Nonostante le dichiarazioni contrarie di Ridley Scott, che è partito dalla figura enigmatica dello “space jockey” presente nel primo capitolo, è un vero e proprio prequel al suo seminale Alien del 1979, per quanto faccia di tutto per non ascriversi nei codici seriali dei numerosi seguiti: figurativamente e non, il regista inglese reinventa la saga, a partire dal fatto che non mostra l’Alieno xenomorpho, ma le sue mutazioni-evoluzioni primigenie.

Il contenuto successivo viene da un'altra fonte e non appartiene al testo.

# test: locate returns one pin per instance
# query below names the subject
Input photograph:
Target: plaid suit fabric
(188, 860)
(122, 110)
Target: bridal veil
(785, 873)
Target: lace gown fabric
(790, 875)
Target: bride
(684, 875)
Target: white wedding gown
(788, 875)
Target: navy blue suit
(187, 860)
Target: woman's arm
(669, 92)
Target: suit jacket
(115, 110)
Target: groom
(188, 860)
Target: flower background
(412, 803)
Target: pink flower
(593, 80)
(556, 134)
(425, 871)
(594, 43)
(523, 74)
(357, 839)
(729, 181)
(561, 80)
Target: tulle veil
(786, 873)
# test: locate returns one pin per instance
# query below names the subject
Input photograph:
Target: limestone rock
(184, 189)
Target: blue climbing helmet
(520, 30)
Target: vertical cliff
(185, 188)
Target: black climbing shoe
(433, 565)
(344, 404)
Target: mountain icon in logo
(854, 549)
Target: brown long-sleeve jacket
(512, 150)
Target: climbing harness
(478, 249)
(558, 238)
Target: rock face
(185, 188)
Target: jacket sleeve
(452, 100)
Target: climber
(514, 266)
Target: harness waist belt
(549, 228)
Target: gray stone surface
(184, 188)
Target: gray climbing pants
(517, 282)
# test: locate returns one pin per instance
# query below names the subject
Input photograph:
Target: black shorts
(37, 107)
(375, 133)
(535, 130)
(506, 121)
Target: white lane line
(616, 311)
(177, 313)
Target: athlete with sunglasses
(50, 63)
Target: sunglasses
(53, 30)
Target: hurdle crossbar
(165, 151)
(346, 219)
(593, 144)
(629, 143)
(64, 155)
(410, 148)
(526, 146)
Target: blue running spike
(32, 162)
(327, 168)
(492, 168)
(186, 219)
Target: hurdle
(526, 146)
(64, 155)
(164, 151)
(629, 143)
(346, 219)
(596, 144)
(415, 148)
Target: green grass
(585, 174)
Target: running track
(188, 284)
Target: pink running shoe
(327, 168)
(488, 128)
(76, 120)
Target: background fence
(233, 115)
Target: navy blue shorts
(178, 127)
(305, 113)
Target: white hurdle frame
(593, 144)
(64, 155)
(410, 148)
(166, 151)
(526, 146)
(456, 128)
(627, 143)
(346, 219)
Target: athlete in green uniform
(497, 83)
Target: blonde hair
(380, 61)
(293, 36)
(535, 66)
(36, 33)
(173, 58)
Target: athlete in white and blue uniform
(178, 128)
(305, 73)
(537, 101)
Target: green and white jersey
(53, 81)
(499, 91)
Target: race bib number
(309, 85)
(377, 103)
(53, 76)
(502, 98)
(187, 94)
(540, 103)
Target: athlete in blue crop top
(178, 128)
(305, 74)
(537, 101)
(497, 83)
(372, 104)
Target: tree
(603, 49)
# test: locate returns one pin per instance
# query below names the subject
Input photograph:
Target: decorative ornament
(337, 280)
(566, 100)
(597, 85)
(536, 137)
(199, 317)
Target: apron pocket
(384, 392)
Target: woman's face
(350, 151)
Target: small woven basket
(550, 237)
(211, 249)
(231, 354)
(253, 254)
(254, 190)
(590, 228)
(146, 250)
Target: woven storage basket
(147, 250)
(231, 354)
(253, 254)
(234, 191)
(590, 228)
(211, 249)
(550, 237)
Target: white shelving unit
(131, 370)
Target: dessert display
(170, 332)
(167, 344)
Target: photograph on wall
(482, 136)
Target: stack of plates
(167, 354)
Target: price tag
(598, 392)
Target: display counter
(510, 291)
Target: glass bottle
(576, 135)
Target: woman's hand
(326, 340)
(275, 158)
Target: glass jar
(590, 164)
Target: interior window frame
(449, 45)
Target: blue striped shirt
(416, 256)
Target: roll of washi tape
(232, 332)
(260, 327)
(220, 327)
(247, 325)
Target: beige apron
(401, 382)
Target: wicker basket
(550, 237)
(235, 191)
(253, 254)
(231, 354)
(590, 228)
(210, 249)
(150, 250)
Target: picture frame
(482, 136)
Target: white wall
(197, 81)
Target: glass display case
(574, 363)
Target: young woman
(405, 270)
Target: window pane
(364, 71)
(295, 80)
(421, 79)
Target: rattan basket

Lo stesso racconto, in un modo affascinante che scongiura la mera operazione commerciale di sfruttamento del risaputo, verte sulla ricerca esistenziale del Creatore e dell’origine dell’uomo, per giungere a svelare la ragione d’essere (nel finale a sorpresa, bel colpo) di questi parassiti che ci hanno terrorizzato per più di trent’anni. Girata con tecniche 3D dal direttore della fotografia Dariusz Wolski, l’opera di Scott dona un ruolo fondamentale e ambiguo (anima/non-anima) alla figura del robot (non viene chiamato androide) Blade Runneriano interpretato da Michael Fassbender, innamorato del Lawrence d'Arabia di David Lean e (grande attore) capace di passare dalla non-emozione con sorriso di circostanza a sfumature in cui pare nascondere la propria sensibilità. Nell’ambito del fantahorror, non mancano le scene forti (su tutte quella, memorabile, di Noomi Rapace che si asporta il feto da sola) ma la ragion d’essere del film alberga altrove, nel pathos dell’uomo che si interroga sui segreti degli dei, come mito di Prometeo insegna. Tutto perfetto ma, a parte il commento sonoro di Marc Streitenfeld che scimmiotta troppo John Williams e la fantascienza di Spielberg, un difetto c’è nel disegno dei personaggi: nonostante le premesse-promesse, alla fine sceneggiatura e regia non sono in grado di restituirli attraenti o compiuti o davvero originali nei loro dilemmi esistenziali. C’entra, probabilmente, anche il montaggio: Pietro Scalia ha lamentato di non aver avuto modo, con esso, di rendere chiari tutti i passaggi.